On new types of integrable 4-wave interactions

TL;DR

This paper introduces a novel method for constructing integrable nonlinear evolution equations using Riemann-Hilbert problems with variable-dependent sewing functions, exemplified by a new 4-wave interaction model.

Contribution

It develops a new approach to generate integrable equations via RHPs with variable-dependent sewing functions, leading to new 4-wave interaction types with quadratic spectral operators.

Findings

Constructed a family of commuting differential operators from RHPs.

Derived a new class of integrable 4-wave interaction equations.

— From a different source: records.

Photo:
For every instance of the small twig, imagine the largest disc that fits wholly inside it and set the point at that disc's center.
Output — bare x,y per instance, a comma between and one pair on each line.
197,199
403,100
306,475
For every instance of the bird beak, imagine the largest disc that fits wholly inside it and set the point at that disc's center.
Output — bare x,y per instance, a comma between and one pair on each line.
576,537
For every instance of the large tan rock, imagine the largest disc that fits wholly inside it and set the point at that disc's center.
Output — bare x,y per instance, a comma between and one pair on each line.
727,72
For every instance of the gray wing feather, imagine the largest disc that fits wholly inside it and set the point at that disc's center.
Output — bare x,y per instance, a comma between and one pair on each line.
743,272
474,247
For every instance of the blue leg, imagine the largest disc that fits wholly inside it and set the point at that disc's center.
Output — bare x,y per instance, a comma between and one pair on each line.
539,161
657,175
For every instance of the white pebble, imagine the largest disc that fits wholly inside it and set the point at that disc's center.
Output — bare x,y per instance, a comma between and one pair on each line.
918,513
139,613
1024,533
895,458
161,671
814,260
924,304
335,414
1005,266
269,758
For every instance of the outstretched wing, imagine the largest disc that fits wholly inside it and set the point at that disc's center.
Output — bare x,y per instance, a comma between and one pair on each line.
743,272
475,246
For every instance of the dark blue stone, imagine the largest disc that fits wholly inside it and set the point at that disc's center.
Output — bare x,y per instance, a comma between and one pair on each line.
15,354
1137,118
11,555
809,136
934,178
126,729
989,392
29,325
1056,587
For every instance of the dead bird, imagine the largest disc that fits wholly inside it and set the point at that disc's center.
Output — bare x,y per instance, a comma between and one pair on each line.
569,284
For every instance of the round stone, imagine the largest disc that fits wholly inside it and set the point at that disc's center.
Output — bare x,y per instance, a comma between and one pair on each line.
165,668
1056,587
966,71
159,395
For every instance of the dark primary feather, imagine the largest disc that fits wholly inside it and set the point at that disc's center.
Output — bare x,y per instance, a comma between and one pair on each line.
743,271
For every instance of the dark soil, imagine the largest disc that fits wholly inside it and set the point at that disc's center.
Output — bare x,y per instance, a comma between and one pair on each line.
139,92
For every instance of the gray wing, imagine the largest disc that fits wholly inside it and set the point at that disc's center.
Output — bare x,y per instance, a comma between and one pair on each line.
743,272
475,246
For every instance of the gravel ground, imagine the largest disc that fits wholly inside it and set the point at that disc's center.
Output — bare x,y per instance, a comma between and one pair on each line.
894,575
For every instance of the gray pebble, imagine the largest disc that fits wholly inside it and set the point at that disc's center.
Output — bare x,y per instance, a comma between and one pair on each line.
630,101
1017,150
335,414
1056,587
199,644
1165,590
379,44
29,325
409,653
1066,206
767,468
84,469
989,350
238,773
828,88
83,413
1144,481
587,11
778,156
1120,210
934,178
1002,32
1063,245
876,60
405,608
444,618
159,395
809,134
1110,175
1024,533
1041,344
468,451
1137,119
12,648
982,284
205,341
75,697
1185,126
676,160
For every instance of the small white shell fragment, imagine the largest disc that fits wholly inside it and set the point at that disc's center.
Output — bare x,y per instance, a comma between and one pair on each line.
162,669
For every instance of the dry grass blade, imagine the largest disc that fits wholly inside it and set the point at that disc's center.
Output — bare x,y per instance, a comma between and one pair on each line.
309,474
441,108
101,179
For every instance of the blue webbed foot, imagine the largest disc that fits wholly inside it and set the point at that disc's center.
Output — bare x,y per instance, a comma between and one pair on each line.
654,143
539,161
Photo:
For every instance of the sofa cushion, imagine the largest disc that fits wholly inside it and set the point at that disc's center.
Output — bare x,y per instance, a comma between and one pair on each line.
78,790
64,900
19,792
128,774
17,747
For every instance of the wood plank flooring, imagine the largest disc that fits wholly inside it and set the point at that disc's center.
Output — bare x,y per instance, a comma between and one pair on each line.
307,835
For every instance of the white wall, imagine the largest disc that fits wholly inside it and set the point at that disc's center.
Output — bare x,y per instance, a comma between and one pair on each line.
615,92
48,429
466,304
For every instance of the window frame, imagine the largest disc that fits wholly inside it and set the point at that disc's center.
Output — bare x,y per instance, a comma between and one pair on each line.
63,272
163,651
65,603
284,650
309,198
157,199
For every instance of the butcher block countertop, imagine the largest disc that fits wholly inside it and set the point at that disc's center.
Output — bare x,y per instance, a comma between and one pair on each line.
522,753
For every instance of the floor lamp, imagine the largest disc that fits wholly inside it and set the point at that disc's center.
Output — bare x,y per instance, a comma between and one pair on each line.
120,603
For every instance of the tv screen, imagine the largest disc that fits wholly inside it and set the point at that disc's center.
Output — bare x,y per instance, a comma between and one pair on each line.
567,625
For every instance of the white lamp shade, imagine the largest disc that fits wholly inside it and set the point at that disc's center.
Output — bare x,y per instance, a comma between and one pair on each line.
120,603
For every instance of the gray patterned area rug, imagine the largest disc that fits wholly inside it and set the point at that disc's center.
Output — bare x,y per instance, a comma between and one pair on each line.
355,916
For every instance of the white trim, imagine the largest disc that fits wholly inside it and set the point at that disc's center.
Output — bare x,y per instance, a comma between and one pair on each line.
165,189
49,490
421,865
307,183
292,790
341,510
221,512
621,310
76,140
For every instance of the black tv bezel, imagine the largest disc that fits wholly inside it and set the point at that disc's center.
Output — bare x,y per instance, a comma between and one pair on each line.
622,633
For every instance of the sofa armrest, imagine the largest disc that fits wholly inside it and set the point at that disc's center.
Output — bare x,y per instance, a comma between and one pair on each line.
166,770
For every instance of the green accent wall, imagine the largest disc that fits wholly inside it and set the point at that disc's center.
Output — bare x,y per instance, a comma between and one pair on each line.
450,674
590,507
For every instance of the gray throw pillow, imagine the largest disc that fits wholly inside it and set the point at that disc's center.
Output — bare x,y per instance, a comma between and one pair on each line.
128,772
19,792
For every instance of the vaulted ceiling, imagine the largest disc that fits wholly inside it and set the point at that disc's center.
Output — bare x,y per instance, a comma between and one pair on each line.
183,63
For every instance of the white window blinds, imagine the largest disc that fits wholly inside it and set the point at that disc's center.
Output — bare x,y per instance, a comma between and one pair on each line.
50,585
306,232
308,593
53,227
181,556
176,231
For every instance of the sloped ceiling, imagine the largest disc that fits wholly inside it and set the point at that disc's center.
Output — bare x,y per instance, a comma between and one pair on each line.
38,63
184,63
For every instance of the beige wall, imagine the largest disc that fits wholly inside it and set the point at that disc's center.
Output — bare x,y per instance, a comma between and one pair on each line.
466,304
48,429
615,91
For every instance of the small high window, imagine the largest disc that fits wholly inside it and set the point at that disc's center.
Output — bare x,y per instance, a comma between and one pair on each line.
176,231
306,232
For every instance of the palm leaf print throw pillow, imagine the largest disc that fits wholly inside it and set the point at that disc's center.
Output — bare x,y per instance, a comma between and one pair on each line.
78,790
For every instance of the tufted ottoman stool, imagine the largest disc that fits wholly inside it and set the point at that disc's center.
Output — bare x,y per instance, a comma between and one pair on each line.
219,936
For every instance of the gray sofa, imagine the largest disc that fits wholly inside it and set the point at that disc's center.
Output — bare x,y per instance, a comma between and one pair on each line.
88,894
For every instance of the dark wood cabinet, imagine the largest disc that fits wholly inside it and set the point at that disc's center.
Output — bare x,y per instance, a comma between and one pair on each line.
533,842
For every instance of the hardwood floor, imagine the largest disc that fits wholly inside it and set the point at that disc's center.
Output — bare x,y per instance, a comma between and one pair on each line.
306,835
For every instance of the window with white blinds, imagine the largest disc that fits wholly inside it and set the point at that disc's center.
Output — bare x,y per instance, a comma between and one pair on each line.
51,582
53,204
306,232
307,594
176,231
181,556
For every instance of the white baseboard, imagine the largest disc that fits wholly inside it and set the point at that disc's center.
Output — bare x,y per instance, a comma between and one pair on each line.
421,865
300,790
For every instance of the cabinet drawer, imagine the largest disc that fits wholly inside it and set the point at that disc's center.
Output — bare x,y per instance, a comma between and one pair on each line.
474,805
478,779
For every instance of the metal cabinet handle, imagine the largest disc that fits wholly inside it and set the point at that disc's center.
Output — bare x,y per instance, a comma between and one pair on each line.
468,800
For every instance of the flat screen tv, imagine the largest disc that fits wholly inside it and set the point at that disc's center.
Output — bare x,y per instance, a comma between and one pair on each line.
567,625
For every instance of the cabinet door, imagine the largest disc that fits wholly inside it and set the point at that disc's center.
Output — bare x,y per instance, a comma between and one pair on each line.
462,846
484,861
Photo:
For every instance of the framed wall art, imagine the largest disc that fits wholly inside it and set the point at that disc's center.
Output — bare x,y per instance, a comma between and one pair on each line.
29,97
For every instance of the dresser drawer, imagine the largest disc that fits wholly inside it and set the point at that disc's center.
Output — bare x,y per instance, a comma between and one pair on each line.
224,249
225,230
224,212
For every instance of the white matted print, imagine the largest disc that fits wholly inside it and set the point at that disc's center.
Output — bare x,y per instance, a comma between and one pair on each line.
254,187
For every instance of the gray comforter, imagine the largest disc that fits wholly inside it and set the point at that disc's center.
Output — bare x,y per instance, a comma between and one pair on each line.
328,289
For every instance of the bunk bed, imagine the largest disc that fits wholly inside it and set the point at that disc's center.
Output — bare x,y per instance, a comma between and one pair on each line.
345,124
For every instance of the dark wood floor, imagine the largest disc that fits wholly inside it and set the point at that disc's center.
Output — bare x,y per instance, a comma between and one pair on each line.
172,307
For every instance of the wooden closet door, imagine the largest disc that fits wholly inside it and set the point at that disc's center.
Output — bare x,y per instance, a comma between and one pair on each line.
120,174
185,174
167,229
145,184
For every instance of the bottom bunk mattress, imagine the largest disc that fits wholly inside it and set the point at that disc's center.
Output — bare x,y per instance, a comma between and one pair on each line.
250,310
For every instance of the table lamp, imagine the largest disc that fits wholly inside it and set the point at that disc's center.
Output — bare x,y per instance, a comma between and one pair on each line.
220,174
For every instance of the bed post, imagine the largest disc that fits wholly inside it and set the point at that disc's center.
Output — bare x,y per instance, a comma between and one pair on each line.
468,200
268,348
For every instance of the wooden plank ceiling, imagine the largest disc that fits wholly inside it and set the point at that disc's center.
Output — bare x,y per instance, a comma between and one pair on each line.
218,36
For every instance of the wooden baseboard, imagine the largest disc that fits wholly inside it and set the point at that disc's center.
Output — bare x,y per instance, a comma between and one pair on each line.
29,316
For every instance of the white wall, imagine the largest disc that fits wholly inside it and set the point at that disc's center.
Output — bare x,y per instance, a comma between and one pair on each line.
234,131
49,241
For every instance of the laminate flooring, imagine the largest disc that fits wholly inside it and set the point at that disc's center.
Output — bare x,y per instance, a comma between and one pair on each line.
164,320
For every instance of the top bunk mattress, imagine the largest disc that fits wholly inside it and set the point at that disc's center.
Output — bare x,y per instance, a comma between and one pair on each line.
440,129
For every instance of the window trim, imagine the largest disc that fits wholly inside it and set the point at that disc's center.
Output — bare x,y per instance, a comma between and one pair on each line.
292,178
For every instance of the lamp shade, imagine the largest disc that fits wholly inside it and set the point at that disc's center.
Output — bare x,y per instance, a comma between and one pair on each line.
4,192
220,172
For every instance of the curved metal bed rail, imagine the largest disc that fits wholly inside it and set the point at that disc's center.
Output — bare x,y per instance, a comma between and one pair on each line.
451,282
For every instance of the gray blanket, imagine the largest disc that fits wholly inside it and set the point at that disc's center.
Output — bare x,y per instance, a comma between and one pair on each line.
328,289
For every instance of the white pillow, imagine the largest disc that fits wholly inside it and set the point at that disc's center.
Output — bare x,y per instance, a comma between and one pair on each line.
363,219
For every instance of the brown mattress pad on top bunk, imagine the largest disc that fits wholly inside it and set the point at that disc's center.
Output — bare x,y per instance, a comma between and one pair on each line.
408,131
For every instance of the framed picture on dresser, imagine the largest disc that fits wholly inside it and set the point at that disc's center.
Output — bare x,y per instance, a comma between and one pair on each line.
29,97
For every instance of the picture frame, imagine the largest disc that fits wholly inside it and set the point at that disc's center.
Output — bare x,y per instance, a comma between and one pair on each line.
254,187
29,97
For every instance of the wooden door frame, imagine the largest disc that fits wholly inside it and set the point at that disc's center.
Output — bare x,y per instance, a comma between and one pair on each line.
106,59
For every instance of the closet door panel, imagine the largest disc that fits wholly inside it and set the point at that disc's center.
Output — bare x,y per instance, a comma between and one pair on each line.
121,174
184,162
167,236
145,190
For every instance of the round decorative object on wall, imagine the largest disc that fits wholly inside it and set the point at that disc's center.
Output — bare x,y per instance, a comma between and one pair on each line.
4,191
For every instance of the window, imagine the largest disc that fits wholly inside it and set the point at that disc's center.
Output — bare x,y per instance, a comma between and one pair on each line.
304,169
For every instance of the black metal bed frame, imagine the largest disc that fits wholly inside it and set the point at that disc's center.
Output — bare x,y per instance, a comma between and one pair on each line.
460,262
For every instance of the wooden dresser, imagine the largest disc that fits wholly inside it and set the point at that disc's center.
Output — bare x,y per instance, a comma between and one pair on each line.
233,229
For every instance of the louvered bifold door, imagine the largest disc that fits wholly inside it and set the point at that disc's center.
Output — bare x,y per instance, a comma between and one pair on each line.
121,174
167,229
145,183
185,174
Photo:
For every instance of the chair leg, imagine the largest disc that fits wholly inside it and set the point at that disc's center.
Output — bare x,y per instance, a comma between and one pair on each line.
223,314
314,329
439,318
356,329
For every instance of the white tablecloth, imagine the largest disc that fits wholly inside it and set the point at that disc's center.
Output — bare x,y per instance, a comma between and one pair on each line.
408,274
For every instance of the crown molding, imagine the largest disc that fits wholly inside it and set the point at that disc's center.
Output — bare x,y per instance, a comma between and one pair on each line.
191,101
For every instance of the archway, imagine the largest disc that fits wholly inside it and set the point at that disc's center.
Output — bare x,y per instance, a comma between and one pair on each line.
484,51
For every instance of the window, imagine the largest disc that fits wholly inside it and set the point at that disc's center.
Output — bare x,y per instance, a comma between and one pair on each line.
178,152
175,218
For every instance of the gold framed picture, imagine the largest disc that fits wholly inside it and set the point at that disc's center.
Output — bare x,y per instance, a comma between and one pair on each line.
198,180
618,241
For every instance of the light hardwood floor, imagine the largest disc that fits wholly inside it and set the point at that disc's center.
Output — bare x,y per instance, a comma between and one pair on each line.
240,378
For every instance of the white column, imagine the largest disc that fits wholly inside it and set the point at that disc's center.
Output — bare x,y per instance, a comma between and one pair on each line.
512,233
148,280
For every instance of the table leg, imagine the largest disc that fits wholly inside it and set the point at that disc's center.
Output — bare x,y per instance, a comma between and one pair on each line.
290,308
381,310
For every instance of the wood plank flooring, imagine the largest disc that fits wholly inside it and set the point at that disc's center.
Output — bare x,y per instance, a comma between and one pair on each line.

Presented a Lax pair with quadratic spectral dependence in so(5) algebra.

Abstract

We start with a Riemann-Hilbert Problems (RHP) with canonical normalization whose sewing functions depends on two or more additional variables. Using Zakharov-Shabat theorem we are able to construct a family of ordinary differential operators for which the solution of the RHP is a common fundamental analytic solution. This family of operators obviously commute provided their coefficients satisfy certain nonlinear evolution equations. Thus we are able to construct new classes of integrable nonlinear evolution equations. We illustrate the method with an example of a new type 4-wave interactions. Its Lax pair consists of operators which are both quadratic in the spectral parameter $\lambda$ and take values in the so(5) algebra.